Ellen Berger | |
Death Date: | (age 76) |
Ellen Berger (1920/1921 – 16 April 1997) was an East German artistic gymnast, coach and International Gymnastics Federation (FIG) judge.[1]
Berger began her career as an artistic gymnast in Leipzig, ending her active career in 1951.[1] [2] In 1953, she became the East Germany women's national artistic gymnastics team coach, a post she held until 1976.[2] Among others, she coached world and Olympic champion Karin Büttner-Janz and world champion Erika Zuchold.[2] In 1968, she was elected to the Technical Committee of the FIG, and became President of the Committee in 1976.[1]
Berger is known for being associated with multiple controversial scoring instances at the Olympic Games. In the 1980 Games, she ruled that a British judge, Helen Thomas, had accidentally awarded Nadia Comaneci a 9.5 in the women's floor event instead of a 10 by pressing the wrong button. A British official denied this, stating the score had been changed following a Romanian team protest.
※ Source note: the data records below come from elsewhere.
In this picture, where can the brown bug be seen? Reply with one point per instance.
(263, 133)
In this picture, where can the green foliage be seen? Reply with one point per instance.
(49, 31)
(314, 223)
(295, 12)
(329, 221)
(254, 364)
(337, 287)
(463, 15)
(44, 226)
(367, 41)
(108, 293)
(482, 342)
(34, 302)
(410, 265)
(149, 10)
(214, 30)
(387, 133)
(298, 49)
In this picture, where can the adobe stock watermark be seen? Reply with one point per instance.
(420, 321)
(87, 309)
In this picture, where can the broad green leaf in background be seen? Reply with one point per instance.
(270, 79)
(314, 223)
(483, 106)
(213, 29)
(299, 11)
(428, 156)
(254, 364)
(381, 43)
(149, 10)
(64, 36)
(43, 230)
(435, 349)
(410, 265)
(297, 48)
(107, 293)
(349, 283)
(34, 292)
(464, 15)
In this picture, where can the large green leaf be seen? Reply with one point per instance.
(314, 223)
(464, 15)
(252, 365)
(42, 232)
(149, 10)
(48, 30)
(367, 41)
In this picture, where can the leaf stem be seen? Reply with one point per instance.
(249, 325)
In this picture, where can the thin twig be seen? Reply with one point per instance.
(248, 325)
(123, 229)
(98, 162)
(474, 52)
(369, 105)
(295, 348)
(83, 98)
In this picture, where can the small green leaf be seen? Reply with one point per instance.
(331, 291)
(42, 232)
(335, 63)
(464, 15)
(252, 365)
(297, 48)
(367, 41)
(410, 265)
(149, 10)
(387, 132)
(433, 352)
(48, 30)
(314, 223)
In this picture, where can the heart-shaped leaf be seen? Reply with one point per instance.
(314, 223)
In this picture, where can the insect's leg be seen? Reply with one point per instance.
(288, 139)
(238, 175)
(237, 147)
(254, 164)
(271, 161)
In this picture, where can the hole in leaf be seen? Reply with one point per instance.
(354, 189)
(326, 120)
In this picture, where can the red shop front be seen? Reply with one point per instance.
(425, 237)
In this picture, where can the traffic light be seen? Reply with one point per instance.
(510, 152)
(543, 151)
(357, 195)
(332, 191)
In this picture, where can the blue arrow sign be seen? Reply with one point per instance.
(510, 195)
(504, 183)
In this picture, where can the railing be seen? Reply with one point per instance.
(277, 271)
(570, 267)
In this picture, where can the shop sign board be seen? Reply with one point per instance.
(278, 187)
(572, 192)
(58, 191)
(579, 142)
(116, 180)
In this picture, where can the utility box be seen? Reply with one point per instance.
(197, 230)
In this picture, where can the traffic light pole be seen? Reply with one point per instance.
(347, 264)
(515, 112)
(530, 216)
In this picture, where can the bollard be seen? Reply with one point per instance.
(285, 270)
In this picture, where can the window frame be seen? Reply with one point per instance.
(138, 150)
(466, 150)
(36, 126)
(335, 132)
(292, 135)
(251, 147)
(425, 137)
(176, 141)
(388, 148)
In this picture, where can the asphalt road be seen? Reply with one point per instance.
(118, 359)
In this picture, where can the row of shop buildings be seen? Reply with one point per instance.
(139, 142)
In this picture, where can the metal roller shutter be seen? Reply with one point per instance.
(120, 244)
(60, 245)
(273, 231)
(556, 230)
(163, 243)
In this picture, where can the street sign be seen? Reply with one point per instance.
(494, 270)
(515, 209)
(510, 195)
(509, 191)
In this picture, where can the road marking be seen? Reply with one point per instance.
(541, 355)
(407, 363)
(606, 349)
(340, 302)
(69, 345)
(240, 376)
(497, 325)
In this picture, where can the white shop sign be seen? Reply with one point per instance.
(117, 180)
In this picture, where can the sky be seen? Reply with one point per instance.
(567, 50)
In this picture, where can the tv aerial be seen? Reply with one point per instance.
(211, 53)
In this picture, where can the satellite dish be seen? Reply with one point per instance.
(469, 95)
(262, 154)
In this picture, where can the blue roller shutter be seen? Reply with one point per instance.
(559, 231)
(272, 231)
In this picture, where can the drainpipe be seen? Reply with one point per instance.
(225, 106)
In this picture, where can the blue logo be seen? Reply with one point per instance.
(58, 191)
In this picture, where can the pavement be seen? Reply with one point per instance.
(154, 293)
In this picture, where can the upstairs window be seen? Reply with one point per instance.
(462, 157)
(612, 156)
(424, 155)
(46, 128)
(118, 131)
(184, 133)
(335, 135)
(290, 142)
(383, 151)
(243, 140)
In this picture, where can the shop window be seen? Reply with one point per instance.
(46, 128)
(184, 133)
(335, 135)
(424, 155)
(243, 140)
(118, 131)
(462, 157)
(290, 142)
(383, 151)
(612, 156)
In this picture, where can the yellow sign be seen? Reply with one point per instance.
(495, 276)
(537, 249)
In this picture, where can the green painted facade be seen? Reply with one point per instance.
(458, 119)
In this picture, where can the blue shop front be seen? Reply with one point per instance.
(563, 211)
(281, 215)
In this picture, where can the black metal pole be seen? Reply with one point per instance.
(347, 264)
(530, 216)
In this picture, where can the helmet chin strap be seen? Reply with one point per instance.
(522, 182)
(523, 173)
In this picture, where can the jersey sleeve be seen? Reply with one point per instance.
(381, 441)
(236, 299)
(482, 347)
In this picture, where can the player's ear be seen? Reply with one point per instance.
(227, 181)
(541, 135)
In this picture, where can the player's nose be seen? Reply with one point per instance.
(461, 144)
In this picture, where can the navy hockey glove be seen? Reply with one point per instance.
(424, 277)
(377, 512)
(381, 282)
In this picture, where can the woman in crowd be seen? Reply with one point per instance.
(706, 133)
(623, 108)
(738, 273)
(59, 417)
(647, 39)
Comaneci's 10 allowed her to win the joint gold.[3] In the women's all-around, Berger entered Comaneci's balance beam score as a 9.85 after thirty minutes of debate, overruling the Romanian head beam judge, Maria Simionescu, who had refused to do so.[4] This result put Comaneci into joint second place.[4]
In 1988, Berger infamously deducted the United States half a point in the women's team event after alternate Rhonda Faehn had stayed on the podium during the compulsory uneven bars routine of Kelly Garrison-Steves, violating an obscure rule.[5] The deduction sent the United States into fourth place behind East Germany, with United States coach Béla Károlyi claiming that it was politically motivated and accusing Berger of cheating.[5] [6] FIG President Yuri Titov upheld Berger's call.[5] [7] Former United States coach Don Peters speculated that Berger may have been seeking retaliation against Károlyi for an incident in the 1984 women's all-around event. Károlyi (then not a team coach) broke the rules by jumping the press barricade twice to greet Mary Lou Retton after a routine, but faced with a raucous American crowd, Berger backed down from imposing a penalty that would have cost Retton the gold.[8]
Berger resigned from the FIG in 1992, and died in 1997 of a heart attack at the age of 76.[1]